Prolific author David Gelernter has covered subjects ranging from technology to Judaism, but America-Lite: How Imperial Academia Dismantled Our Culture (and Ushered In the Obamacrats) is his first unabashedly political book.
Gelernter opposes Barack Obama primarily because Obama is one of the "Airheads" produced by the U.S. educational system.
"Obama is an Airhead and no ordinary ideologue," writes Gelernter in America-Lite, "but he is certainly a left-liberal; he repeats the doctrine he learned from left-liberal intellectuals."
Gelernter, a professor of computer science at Yale, said his teaching experience has contributed enormously to his pessimistic assessment of American culture. "Every year I see a new class of smart kids, motivated kids, who are just ignorant," said Gelernter.
"We educators have a responsibility," said Gelernter, "and we’re failing."
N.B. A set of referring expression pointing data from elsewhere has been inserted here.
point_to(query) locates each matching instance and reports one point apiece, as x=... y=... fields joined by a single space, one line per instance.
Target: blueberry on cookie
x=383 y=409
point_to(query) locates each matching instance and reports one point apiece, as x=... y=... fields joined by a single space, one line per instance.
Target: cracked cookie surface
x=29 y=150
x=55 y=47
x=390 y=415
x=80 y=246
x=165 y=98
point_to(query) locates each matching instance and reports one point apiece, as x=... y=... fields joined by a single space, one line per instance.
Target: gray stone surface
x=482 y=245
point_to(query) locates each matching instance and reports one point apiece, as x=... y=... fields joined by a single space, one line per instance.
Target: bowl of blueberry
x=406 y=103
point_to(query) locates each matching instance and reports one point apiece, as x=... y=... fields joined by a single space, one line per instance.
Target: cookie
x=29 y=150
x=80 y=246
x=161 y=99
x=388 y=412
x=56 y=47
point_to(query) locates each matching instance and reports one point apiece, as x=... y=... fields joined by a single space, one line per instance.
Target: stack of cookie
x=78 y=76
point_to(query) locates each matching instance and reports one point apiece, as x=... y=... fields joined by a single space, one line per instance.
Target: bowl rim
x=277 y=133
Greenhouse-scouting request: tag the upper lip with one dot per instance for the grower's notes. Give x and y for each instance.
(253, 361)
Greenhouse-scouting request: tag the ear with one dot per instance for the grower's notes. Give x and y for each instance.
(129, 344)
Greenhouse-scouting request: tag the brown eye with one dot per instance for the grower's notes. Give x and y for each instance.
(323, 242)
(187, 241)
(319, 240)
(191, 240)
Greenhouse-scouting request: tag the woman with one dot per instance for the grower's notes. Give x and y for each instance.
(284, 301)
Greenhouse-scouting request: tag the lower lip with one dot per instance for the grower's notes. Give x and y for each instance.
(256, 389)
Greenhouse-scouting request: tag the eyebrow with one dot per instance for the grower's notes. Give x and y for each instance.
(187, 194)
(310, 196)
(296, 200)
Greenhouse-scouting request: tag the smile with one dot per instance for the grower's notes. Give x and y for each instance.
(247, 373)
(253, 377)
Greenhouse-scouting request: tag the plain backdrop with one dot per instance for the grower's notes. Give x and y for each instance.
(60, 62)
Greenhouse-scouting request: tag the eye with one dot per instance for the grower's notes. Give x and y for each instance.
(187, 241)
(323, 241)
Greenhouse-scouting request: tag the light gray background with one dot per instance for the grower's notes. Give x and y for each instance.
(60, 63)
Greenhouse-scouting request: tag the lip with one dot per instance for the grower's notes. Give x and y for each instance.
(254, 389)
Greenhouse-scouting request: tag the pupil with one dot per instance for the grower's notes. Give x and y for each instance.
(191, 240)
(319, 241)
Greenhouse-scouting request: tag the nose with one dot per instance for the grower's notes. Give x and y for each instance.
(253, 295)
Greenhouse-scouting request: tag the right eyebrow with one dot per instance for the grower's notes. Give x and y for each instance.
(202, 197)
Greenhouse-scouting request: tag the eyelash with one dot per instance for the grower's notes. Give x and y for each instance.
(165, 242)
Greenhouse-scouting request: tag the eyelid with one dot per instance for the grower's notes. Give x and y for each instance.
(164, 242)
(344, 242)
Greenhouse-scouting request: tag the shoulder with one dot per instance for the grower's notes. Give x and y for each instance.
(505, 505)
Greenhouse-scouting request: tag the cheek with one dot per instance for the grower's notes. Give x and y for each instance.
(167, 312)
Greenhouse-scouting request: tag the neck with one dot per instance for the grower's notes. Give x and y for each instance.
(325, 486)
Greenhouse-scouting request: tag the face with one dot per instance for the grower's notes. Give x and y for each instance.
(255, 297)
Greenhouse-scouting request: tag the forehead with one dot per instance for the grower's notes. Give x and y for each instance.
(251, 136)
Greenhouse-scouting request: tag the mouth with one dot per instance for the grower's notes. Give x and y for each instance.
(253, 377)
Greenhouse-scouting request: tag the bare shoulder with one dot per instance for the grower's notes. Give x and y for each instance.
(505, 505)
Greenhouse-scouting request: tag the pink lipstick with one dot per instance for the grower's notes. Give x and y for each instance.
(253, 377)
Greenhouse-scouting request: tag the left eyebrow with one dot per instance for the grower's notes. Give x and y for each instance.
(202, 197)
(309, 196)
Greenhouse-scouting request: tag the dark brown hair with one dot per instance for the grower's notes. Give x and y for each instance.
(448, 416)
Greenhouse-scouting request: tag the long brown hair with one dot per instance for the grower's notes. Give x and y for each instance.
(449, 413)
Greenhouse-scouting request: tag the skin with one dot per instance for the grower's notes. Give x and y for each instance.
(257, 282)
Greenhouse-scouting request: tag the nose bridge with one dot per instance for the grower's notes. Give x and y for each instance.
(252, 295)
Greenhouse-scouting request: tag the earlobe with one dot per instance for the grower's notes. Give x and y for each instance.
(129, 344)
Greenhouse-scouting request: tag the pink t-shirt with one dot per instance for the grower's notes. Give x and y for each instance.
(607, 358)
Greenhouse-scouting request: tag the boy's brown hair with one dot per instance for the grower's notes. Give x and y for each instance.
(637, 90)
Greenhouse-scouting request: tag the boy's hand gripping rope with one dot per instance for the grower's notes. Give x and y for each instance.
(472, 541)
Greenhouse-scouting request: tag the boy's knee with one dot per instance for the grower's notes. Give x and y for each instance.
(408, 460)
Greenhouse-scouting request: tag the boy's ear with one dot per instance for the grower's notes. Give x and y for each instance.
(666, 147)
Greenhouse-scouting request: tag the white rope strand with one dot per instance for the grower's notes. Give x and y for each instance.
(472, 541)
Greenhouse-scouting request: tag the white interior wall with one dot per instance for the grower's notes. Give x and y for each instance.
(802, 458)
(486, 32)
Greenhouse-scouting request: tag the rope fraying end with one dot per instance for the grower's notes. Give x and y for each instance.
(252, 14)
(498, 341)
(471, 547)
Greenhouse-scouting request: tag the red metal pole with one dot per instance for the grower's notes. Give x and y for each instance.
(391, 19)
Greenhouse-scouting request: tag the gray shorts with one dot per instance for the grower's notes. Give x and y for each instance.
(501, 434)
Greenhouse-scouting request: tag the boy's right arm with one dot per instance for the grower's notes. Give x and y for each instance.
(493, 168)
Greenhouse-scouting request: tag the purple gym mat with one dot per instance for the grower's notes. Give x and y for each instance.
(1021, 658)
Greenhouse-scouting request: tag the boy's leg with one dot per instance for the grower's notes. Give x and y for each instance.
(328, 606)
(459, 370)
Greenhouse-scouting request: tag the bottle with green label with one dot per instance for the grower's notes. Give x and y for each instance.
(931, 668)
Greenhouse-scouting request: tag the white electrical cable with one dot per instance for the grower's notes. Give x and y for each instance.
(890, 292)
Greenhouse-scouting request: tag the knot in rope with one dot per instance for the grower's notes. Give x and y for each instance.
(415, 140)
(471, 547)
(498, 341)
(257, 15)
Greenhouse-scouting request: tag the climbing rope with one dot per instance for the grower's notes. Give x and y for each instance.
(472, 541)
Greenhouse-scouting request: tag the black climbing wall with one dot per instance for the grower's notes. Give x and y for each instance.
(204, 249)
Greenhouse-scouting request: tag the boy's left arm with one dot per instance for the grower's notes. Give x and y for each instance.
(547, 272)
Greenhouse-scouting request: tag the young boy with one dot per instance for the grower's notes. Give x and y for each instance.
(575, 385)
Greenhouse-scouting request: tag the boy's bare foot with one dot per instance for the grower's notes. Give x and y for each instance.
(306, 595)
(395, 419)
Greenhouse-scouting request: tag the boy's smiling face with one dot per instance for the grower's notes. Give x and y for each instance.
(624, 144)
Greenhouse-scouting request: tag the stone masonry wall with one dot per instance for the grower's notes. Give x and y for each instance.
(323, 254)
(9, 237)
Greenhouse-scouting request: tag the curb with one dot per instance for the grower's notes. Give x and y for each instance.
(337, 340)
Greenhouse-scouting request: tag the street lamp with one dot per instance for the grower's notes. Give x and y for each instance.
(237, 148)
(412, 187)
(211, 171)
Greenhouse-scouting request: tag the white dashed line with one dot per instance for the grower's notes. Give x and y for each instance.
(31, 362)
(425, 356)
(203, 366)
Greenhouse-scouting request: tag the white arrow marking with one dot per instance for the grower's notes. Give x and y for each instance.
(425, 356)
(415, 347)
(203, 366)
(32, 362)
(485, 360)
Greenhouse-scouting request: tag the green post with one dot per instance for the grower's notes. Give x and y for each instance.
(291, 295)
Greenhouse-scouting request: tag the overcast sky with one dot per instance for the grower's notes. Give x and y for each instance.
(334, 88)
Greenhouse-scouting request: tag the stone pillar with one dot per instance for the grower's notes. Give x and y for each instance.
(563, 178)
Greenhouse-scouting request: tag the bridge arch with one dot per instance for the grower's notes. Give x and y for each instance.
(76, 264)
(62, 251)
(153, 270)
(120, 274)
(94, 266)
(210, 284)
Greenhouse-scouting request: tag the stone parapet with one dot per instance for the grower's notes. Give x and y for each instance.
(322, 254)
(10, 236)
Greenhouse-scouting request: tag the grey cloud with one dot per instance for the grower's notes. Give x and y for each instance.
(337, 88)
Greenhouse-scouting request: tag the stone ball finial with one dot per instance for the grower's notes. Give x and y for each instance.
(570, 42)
America-Lite shows "how we lost control of our own culture," and how the "sullen, seething contempt for Western culture" that characterizes many educators is producing generations of ignorant citizens (dubbed "Airheads" by Gelernter) who accept liberal ideology because it is all they’ve ever known.
Gelernter called out conservatives, saying Republicans are focusing on secondary issues and avoiding the "deeper problems" in American culture.
"Conservatives are letting the country down," said Gelernter.
Gelernter offered a measured, unenthusiastic endorsement of Mitt Romney. "I think Romney is a good man," said Gelernter. "I trust his common sense."
America-Lite begins with the Second World War, lauding the participation of Ivy League students in the armed forces and the educated, patriotic middle class that flourished in the 1950s.
As the 1950s drew to a close, however, the old WASP establishment was fading away, and the skyrocketing college attendance rates gave the intelligentsia new power to shape American culture, Gelernter writes.
By the late 1960s, post-religious globalist intellectuals (assigned the acronym "PORGI" by Gelernter) had thoroughly entrenched themselves as the arbiters of American thought.
Sarcastic parenthetical asides pepper America-Lite: "(Thomas Jefferson insisting that children must learn facts about history? The left reels. Was he drunk, or just kidding?)"
Gelernter’s acerbic writing is stylistically similar to Mark Steyn, and Gelernter praised Steyn, calling him, "One of the very best writers in the English language today."
Gelernter, however, is less brash than Steyn. While Gelernter says he does not "give a damn" about liberal pundits misconstruing his opinions on issues such as Title IX or forced busing as sexist or racist, he was reticent to write America-Lite because of the possible blowback from his colleagues at Yale.
Gelernter said that computer science is a field largely devoid of politicized teaching, but also noted that, "there is no subject that cannot be taught in a biased way," pointing to "science professors swearing fealty to Greenpeace" as evidence of a "slow creep" of liberal ideology into the hard sciences.
America-Lite focuses on the problems in American culture; Gelernter hinted that a second book might detail his ideas for fixing those problems.
Gelernter, whose 1991 book Mirror Worlds predicted many elements of the modern Internet, pointed to technology as a possible remedy for America’s ills.
"The cure is staring us in the face," said Gelernter. "Our grade school system is so deeply rotten, there’s no saving it. We need something completely different."
Gelernter envisions Internet-based education that would declaw teacher’s unions and allow children to be taught, rather than indoctrinated.
"The internet is not a panacea," said Gelernter, "but it allows us to start again from scratch."
Gelernter spoke positively of homeschooling, calling the homeschooling movement the "cutting edge" of the shift towards Internet-based education. But he also stressed the fact that not all families can homeschool, so a broader technological solution must be sought.